These exercises give you practice in the following areas:

  • Installing and experimenting with the Scala language
  • Learning about Scala collections
  • Installing Spark and running your first job
  • Improving performance through multithreading
  • Improving performance through configuration

Prerequisites

This set of exercises requires some basic knowledge of Linux®, including the ability to install new applications. Knowledge of the Scala language is beneficial but not required. You must perform these exercises in order, as they illustrate the installation of the necessary software packages.

Exercise 1: Install and experiment with the Scala language

Begin by installing the Scala language. The process to install Scala will vary depending on your platform. In the worst case, you can download the source tree and perform a build and installation. Because Spark requires a later version of Scala than what is available through package managers, install from the source tree.

Once installed, start the Scala interpreter (demonstrated in the companion article, "Spark, an alternative for fast data analytics," in Related topics), try some of the examples (from Listings 1 through 3), and verify your results.

Exercise 2: Learn about Scala collections

An interesting feature of Scala is its collection library. A collection in Scala is a container of zero of more things, such as a list, set, or map. This concept is relevant to Spark, because its distributed data sets can be operated on just like a local collection. You can learn more about Scala collections in The Scala 2.8 Collections API. Peruse this reference to see how to create an array and a list collection.

Perform the following steps:

  1. Create an array of ints, and apply the reverse method to it to reverse its contents.
  2. Create a list of strings, and iterate them to print them out individually.

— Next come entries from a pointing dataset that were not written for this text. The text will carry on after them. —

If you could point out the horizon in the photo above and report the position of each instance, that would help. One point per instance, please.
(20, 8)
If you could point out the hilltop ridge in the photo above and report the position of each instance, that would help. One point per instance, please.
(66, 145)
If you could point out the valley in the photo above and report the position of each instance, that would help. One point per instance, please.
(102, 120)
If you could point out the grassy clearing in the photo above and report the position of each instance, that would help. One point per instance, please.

Exercise 3: Install Spark and run your first job

Download the latest version of Spark. The simplest way to get it is through git:

$ git clone git://github.com/mesos/spark.git

This command line results in a new subdirectory called ./spark.cd into this subdirectory. Now update and compile the distribution with the simple build tool (sbt):

$ sbt/sbt update compile

Doing so results in the download of several packages in addition to the compilation of a number of Scala sources. To finish configuration, go into the ./spark/conf subdirectory, rename the spark-env.sh-template to spark-env.sh, and add the following line:

export SCALA_HOME=/opt/scala-2.9.1.final

Remember also to add the SCALA_HOME/bin to your PATH.

Now that Spark is installed, run the SparkPi example program with one thread on the local host. Use the companion article as a guide to accomplish this task. (See the article, "Spark, an alternative for fast data analytics," in Related topics.)

Exercise 4: Improve performance with multithreading

This exercise explores the difference with multithreading and Spark. Using the SparkPi sample program, you can change the number of threads associated with a particular execution.

Using the reference article as a guide, experiment with the threads parameter in local context and note the difference in execution times.

Exercise 5: Improve performance through configuration

Spark supports several configuration elements that enable higher performance. Considering a clustered configuration of Spark with Mesos:

  • What configuration items (see ./conf) can help with performance, considering Spark's feature of in-memory processing?
  • Similarly (see the Spark FAQ link in Related topics), what system property can improve performance for dataset caching?

Exercise solutions

Some output may differ depending on your version of Scala and Spark.

Solution for Exercise 1

Perform an installation of Scala, and try some of the examples (illustrated in Listing 1). From the companion article, "Spark, an alternative for fast data analytics," in Related topics, you can see how Scala is installed from its distribution and made accessible. You can add the exports to your environment to make them persistent.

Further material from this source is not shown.